IN QUESTO gran calderone ribollente è stato tirato in ballo l’arcivescovo padre Franco Moscone. O meglio, sono state subdolamente interpretate alcune sue considerazioni fra le tante che da quando è arrivato a Manfredonia dall’operoso Piemonte, orsono circa tre anni, ha espresso sulla condizione socio-economica-spirituale della diocesi e dunque di Manfredonia e dei suoi abitanti, considerazioni e riflessioni in maniera esplicita e realistica, nella prospettiva di indicare la retta via da seguire.
TRA le sue osservazioni di grande sensibilità anche quelle riferite al Creato, all’ambiente e dunque alle problematiche che la minacciano. «La questione ambientale del territorio, la salute dei cittadini, la salvezza del Creato – scrive nella lettera pastorale del 16 settembre scorso – richiedono cura rispetto dei beni comuni; dobbiamo imparare a vedere la loro bellezza e delicatezza nella quotidianità del vivere. Impegniamoci perciò – esorta – a proteggere noi stessi e il Creato anche dalle nefaste forze di chi con insensati gesti ci minaccia e vuol farci capire che ha le mani sul territorio e che intende ancora una volta sopraffare tutti e tutto».
PREMESSA al suo accorato «invito urgente al dialogo sul modo con cui stiamo costruendo il futuro del nostro territorio». E lungi dal fare «osservazioni di tipo “politico” che spettano alle autorità democraticamente istituite», con riferimento alla secolare diatriba sui confini della piana di Macchia con Manfredonia, annota che «Forse è tempo di pensare anche alla modifica dei confini delle istituzioni comunali rimasti fermi all’età del ventennio fascista.

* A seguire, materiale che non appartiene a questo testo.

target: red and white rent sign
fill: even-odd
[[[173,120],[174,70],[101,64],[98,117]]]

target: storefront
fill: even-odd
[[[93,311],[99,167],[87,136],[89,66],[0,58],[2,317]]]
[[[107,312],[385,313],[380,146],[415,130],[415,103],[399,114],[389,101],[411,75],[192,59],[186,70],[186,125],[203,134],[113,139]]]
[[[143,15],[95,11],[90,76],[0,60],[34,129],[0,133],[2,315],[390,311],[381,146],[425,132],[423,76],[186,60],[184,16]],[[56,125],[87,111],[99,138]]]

Di sicuro – aggiunge – sarebbe più coinvolgente e responsabile se l’area industriale ex Enichem, dismessa e non del tutto bonificata e a continuo rischio “bomba ecologica”, passasse all’amministrazione di Manfredonia».

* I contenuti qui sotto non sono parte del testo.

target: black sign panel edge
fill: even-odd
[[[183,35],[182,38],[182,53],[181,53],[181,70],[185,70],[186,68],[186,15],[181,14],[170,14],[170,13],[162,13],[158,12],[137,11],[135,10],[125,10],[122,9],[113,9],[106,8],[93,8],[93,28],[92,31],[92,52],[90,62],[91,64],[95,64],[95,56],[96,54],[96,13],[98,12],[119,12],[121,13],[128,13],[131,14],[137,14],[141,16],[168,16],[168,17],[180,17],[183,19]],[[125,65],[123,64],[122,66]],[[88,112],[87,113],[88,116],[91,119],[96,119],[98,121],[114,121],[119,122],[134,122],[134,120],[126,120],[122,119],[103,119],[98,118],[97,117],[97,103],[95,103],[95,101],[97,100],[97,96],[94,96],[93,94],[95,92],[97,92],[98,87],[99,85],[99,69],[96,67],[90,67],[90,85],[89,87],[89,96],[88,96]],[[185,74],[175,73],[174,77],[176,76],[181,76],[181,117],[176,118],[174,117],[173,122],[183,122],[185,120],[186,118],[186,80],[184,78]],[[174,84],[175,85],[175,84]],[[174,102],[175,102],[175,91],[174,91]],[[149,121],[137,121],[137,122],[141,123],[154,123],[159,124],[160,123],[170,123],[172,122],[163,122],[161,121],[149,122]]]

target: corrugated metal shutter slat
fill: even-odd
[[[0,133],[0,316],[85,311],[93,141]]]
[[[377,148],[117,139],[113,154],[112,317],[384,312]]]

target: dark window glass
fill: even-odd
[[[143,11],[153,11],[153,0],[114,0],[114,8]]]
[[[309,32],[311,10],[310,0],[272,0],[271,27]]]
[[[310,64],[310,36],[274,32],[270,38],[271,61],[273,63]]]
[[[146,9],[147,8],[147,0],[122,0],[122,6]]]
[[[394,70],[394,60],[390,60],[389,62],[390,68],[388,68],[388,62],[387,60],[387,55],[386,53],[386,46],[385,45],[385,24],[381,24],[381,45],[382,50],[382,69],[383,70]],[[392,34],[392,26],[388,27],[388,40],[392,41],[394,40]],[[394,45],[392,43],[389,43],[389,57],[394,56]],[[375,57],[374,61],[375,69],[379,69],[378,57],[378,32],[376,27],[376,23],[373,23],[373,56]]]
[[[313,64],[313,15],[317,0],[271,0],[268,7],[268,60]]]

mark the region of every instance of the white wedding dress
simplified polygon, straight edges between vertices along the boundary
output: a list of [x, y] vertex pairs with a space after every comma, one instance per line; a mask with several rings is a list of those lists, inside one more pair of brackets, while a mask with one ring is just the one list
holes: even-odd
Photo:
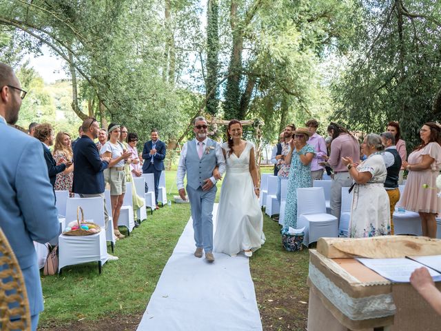
[[235, 255], [259, 249], [265, 243], [263, 217], [249, 173], [249, 152], [254, 146], [247, 141], [239, 157], [228, 154], [224, 143], [227, 163], [218, 209], [214, 251]]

SOLO un suggerimento del Presule preoccupato delle sorti del proprio popolo «dato forse da uno che non ha le competenze o il diritto di farlo» appunta l’arcivescovo, che ha provocato la stizzita e avventata reazione del sindaco di Monte Sant’Angelo Pierpaolo D’Arienzo, che ha definito le parole dell’arcivescovo «una provocazione al territorio». Contro tale interpretazione è insorta “La Rinascita possibile” di Monte che ha accusato il sindaco D’Arienzo di non avere «la statura culturale necessaria per difendere la propria comunità».

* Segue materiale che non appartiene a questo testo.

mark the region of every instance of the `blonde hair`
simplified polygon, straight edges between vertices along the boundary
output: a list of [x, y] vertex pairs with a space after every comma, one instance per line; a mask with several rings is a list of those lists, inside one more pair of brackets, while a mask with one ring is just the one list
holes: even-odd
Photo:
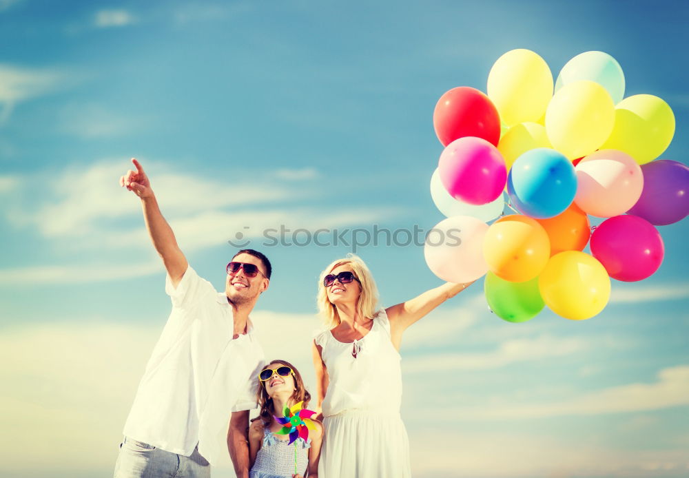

Probabilmente si sarebbe evitata una speculazione in termini se si fosse letto fino in fondo la riflessione dell’arcivescovo allorquando coerentemente rileva: «credo pure che sarebbe più corretto se la borgata di Borgo Mezzanone, con tutta l’area della ex pista dismessa dall’aeronautica diventata campo-ghetto, fosse alla dipendenze del comune di Foggia».
Un quesito reale sul quale incombe l’ombra di un errore storico, che anziché essere oggetto di strumentalizzazioni più o meno politiche, andrebbe affrontato una volta per tutte seriamente con sostegni politico-giuridici adeguati e non con proposte ad uso elettoralistico. Come quella avanzata dal candidato sindaco Gaetano Prencipe che ha lanciato l’idea di “commissariare” quell’area e affidarla al futuro sindaco di Manfredonia. Una proposta bocciata dalla candidata sindaca Giulia Fresca. «Il Sin – ha spiegato – è un sito di interesse nazionale gestito dal ministero: non è possibile che il ministero commissari sé stesso. Il richiamato caso di Bagnoli è ben diverso e in ogni caso lì non si è trattato di commissariamento».
La storia è da ritenere non finisce qui, anzi.